Background: Recent exercise testing guidelines recognized a gap in knowledge about the prognostic value of treadmill exercise testing in elderly persons. Objective: To test the hypothesis that treadmill exercise testing has equal prognostic value among elderly (≥65 years of age) and younger (<65 years of age) persons and to examine the incremental value of this testing over clinical data. Design: inception cohort with a median follow-up of 6 years. Setting: Olmsted County, Minnesota. Patients: All elderly (n = 514) and younger (n = 2593) residents of Olmsted County who underwent treadmill exercise testing between 1987 and 1989. Measurements: Overall mortality and cardiac events (cardiac death, nonfatal myocardial infarction, and congestive heart failure).
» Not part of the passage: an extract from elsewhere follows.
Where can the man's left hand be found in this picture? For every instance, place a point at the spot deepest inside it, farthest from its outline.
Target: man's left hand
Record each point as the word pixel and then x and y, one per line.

Results: Compared with younger patients, elderly patients had more comorbid conditions, achieved a lower workload (6.0 and 10.7 metabolic equivalents; P < 0.001), and had a greater likelihood of a positive exercise electrocardiogram (28% and 9%; P<0.001). With median follow-up of 6 years, overall survival (63% and 92%, P < 0.001) and cardiac event-free survival (66% and 95%; P < 0.001) were worse among elderly persons than among younger persons. Workload was the only treadmill exercise testing variable associated with all-cause mortality in both age groups, and the strength of association was similar. Workload and angina with exercise testing were associated with cardiac events in both age groups, whereas a positive exercise electrocardiogram was associated with cardiac events only in younger persons (P < 0.05 for all comparisons). After adjustment for clinical variables, workload was the only additional treadmill exercise testing variable that was predictive of death (P < 0.001) and cardiac events (P < 0.05); the strength of the association was similar in both age groups. Each 1-metabolic equivalent increase in exercise capacity was associated with a 14% and 18% reduction in cardiac events among younger and elderly persons, respectively. Conclusions: In elderly persons, treadmill exercise testing provided prognostic information that is incremental to clinical data. After adjustment for clinical factors, workload was the only treadmill exercise testing variable that was strongly associated with outcome, and its prognostic effect was of the same magnitude in elderly and younger persons.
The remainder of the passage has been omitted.